Euro Area remains mired in recession
Euro Area GDP fell by 0.6% in the fourth quarter, with widespread contraction across the 17-member currency bloc. The downturn was worse than the 0.4% expected by the median forecaster, and marked the deepest decline since 2009. The previously robust ‘core’ northern economies were not immune, as output slumped by 0.6% in Germany and 0.3% in France. The periphery, meanwhile, continued to flounder. Economic output in Italy fell by 0.9%. Shockingly, the level of GDP in Italy has fallen by 1.4% over the past ten years. Meanwhile, Portuguese GDP declined by 1.8% – its second steepest fall since the introduction of the euro. Finally, Greece announced that activity had fallen by 6% over the previous four quarters, as that country’s modern day depression continues. Mario Draghi and the ECB, have managed to ease investors’ concerns about the long-term survival of the common currency. As of yet, however, very little of this ‘positive contagion’ has been transmitted to the real economy.
Investors’ increasing optimism about the viability of the euro has not only been positive; it means they are now willing to pay more for one. As fears of an imminent currency implosion have receded, investors have ploughed money into what remains the world’s second reserve currency. This has pushed the value of the euro up by 3% on a trade-weighted basis since the beginning of the year, and by over 8% since August.
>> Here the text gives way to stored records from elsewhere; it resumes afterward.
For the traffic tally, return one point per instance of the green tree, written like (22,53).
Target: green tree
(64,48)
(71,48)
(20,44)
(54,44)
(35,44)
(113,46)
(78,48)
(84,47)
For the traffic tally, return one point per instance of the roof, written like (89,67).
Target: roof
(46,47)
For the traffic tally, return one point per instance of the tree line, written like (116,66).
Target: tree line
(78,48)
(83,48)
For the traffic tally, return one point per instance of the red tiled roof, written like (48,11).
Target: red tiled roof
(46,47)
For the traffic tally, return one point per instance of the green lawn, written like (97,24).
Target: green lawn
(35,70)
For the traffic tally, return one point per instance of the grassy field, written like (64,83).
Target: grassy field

This is worrying as net trade was just about the only source of growth in the four quarters to Q3 (the Q4 breakdown is not yet available), contributing +1.8 percentage points during a period when output fell by 0.3%. The combination of a still-weak global outlook, and a rapidly rising currency, means that net trade is unlikely to provide as much support to the economy as has recently been the case.
Sharp rise in Japanese consumer confidence following election of Shinzo Abe
Japanese GDP fell by 0.4% (AR) in the fourth quarter, after a 3.8% (AR) contraction in the third quarter, as the world’s third largest economy remain mired in an economic slump. The downbeat figure was weaker than expected and points to on-going weakness. At this point, negative quarters should no longer come as a surprise. Japan has been bumping along the bottom with flat to falling growth for many years now. Indeed, since the first quarter of 2008, 10 out of 20 quarters have been negative. Therefore, it is to be hoped that the new more aggressive easing policies, endorsed by PM Abe, will have a positive impact. With that in mind, there are tentative signs so far that this might be the case.
Despite falling output over the final three months of 2012, the New Year appears to have begun on a more positive footing. Measures of consumer confidence in Japan rose sharply in January, following the election of Shinzo Abe as Prime Minister. Consumers appear hopeful, for now at least, that the more stimulative measures promised by their new leader and conducted by the Bank of Japan will eventually translate into an improved outlook for growth and employment in particular – as well as an end to deflation. Within the sub-indices, confidence in the employment situation led the way, with the index rising by 7.6 points – the largest monthly increase since 1994. It is worth bearing in mind that employment has been one of Japan’s relative strengths during its long period of stagnation. Therefore, while welcome, any improvement in the outlook for the labour market may not provide as meaningful a guide to the state of the underlying economy as in other countries.